# Is there a bad time to apply fertilizer/lime to a hay field?



## LsHay (Nov 4, 2020)

I'm talking about relative to the life cycle of the plant, weather, etc. This is probably a laughable question, but this is my first year haying and managing my fields so I'll step up and ask what is probably a silly question. And do I have to contract this out to someone who's licensed to apply fertilizer (Maryland) or can I apply it myself? FWIW, I'm growing orchard grass on about 35 acres and I'm wondering if there's something I can do in November to benefit my fields for next year. Freeze warning tonight!

Thanks everyone.


----------



## Hayjosh (Mar 24, 2016)

I would have no problem with liming this time of year if it's not too soft (it is, here) but would wait to fertilize in the spring, at least for nitrogen, otherwise you're just wasting it. P and K take longer to work down to the root and do promote root health, so I wouldn't feel bad about getting them on in the fall, but fertilization is typically done NPK in bulk at the same time and most often in the spring. Soil nutrients have higher bioavailability to the root when the soil is at the correct pH, so it's more beneficial to get your pH correction rolling first, and then fertilize later. It will take several years to get soil pH corrected with a single application of lime (needs time to work down into the soil), and nitrogen application acidifies the soil so will always be counteracting your lime to some extent.

If prices are going to be nutso in the spring, I may find a spot to do P and K this fall yet.


----------



## Hayman1 (Jul 6, 2013)

I think October and November are the best months to spread lime. Easier to find a day or so the is not muddy, ground isn’t frozen, and not blowing a gale.

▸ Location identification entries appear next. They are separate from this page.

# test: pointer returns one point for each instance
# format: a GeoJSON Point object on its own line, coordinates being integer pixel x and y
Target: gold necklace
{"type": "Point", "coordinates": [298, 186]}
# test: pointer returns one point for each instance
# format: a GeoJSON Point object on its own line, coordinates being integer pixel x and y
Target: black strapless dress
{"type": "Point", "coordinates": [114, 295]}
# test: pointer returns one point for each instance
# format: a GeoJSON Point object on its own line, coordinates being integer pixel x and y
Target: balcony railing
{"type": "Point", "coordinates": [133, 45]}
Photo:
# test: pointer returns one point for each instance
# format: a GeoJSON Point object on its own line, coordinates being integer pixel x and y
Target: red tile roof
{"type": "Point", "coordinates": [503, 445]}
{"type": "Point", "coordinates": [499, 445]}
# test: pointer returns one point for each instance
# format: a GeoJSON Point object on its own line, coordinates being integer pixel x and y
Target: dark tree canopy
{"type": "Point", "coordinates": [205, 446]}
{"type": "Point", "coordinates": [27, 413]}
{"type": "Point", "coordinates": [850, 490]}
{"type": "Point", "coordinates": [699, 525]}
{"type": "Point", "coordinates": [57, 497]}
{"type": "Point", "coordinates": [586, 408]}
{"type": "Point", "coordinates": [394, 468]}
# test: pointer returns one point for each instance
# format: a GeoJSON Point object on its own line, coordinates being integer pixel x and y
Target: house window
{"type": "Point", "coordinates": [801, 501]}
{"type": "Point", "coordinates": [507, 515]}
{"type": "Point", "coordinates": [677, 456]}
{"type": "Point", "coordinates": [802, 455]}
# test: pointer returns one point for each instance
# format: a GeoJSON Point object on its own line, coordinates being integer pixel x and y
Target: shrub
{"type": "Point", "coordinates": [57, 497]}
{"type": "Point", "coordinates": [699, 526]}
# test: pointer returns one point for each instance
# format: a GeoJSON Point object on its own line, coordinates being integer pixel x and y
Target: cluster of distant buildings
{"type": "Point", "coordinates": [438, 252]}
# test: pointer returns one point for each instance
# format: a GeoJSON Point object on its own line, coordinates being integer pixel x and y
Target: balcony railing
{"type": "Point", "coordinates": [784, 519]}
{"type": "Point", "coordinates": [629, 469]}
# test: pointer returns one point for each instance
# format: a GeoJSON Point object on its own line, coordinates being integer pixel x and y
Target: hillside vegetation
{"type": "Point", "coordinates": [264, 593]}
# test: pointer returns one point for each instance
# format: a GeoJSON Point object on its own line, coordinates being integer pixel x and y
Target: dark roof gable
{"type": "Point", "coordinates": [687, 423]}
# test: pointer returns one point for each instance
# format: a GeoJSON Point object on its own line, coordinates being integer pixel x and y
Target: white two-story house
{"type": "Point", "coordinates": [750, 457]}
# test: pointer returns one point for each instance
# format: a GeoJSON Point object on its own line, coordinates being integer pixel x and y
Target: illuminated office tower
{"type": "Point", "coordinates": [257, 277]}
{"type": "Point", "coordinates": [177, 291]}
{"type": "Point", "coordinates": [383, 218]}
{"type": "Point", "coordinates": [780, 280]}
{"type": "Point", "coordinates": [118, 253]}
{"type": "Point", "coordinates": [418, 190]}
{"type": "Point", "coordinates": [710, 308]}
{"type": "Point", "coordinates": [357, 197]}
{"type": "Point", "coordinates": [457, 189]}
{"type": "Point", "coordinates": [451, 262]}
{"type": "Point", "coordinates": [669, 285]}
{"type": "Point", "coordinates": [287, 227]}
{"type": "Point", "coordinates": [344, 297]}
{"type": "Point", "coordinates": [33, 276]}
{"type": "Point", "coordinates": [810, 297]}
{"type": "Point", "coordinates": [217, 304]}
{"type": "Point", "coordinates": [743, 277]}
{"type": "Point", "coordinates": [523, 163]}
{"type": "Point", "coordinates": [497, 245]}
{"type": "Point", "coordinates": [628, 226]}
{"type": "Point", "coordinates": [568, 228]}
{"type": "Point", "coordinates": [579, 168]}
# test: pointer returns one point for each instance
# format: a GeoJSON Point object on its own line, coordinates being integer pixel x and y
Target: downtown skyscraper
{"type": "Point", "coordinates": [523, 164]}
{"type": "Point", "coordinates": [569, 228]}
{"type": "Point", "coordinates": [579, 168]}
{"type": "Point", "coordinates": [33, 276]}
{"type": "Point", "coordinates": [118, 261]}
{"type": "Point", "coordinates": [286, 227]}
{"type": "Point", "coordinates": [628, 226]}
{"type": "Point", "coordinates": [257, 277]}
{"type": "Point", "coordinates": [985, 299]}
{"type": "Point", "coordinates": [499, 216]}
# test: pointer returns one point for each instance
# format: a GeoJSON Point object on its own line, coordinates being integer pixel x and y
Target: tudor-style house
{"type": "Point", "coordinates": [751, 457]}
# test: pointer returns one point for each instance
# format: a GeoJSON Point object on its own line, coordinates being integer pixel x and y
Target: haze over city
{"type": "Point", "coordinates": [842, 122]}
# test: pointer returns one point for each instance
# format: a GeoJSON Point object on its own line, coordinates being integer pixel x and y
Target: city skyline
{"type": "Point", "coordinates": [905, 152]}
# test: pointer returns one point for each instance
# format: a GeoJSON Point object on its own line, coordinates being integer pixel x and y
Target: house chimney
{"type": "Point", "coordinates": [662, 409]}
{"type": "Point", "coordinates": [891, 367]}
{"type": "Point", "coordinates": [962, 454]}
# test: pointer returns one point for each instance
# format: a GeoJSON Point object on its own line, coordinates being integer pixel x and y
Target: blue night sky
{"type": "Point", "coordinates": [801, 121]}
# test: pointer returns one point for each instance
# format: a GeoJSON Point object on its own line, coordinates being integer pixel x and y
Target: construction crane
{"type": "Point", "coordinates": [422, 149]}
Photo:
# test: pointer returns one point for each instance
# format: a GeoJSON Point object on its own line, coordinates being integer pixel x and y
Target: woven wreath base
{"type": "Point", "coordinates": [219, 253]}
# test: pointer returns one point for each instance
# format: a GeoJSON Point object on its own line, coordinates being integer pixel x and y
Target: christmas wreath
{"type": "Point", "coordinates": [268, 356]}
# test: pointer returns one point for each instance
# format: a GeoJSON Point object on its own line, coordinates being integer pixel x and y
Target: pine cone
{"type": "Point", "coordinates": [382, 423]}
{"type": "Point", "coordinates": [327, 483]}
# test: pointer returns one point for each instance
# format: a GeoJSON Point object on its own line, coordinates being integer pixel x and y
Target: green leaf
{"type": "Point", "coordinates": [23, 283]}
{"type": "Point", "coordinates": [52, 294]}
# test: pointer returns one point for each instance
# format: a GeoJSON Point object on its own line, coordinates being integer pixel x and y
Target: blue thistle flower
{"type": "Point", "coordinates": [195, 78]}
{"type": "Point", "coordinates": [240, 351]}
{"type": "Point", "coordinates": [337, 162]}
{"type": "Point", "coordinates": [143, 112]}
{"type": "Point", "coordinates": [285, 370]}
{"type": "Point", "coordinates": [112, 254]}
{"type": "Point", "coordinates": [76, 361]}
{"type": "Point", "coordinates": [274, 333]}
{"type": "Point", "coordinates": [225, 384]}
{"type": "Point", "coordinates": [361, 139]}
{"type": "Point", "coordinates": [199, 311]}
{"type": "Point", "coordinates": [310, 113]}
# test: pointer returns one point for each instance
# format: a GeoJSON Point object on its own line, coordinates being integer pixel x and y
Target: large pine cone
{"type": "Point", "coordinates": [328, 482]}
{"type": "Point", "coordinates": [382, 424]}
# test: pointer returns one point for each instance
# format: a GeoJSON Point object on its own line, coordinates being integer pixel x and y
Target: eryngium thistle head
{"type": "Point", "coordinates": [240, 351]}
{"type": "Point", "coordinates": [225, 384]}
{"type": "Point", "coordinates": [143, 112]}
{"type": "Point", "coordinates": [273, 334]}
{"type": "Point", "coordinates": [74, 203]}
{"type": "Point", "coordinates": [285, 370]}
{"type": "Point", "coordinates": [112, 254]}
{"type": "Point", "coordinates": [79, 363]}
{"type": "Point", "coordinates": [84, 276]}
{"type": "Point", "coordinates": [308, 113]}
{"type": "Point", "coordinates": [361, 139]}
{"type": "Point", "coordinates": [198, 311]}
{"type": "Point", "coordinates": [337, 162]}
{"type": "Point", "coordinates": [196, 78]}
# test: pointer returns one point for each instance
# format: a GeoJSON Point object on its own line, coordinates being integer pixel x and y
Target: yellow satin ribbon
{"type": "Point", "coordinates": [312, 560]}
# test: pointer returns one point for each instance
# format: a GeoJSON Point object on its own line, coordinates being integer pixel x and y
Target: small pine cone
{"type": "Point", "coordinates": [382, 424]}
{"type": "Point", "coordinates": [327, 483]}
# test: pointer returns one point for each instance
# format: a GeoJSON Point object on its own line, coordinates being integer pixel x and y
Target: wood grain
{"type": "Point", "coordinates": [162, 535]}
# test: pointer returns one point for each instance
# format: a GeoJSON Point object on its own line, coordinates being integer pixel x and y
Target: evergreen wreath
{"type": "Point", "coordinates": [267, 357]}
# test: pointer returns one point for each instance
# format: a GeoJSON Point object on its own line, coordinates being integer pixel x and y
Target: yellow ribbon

Va Tech has recommended fall application for p and k for years. I did mine this fall due to price and availability concerns projected for next spring. i don’t spread n in fall on hay per Hayjosh’s comment


----------



## Rrueda (Jan 10, 2019)

I would do it in the spring but if there isnt any impediment you can do it now. Lime alters the pH which in turn makes nitrogen more readily available for the plant.


----------



## Sterling6.7 (Jul 11, 2017)

Seems like the fall is a better time to lime and then there is time for it to do it’s work so the soil is ready for fertilizer in the spring.


----------



## vhaby (Dec 30, 2009)

Ls,
Regarding your situation, you don't need a license to apply lime or fertilizer. You can borrow a fertilizer buggy from the fertilizer dealer and spread the fertilizer yourself, but spreading limestone at the much higher volume usually requires someone to spread it who has the proper equipment. Another point is that it is difficult to maintain the proper distance from the previous pass so that you don't overlap or not properly overlap to get good coverage. Also, dealerships who spread lime and fertilizer charge a spread fee per acre covered, so even though it may be okay to spread phosphorus and potassium in fall, it is more economical to spread the P and K with the spring nitrogen application and not pay two spreading fees.
You didn't mention that you had a soil test done on the field soil. This is important to do before considering when to spread lime and fertilizer.


----------



## Mellow (Jun 22, 2015)

LsHay said:


> I'm talking about relative to the life cycle of the plant, weather, etc. This is probably a laughable question, but this is my first year haying and managing my fields so I'll step up and ask what is probably a silly question. And do I have to contract this out to someone who's licensed to apply fertilizer (Maryland) or can I apply it myself? FWIW, I'm growing orchard grass on about 35 acres and I'm wondering if there's something I can do in November to benefit my fields for next year. Freeze warning tonight!
> 
> Thanks everyone.


For MD you do need a nutrient applicators license along along with a nutrient plan and current soil tests. If using commercial fertilizer you also need to file an annual implementation report (AIR) of the nutrients applied.


----------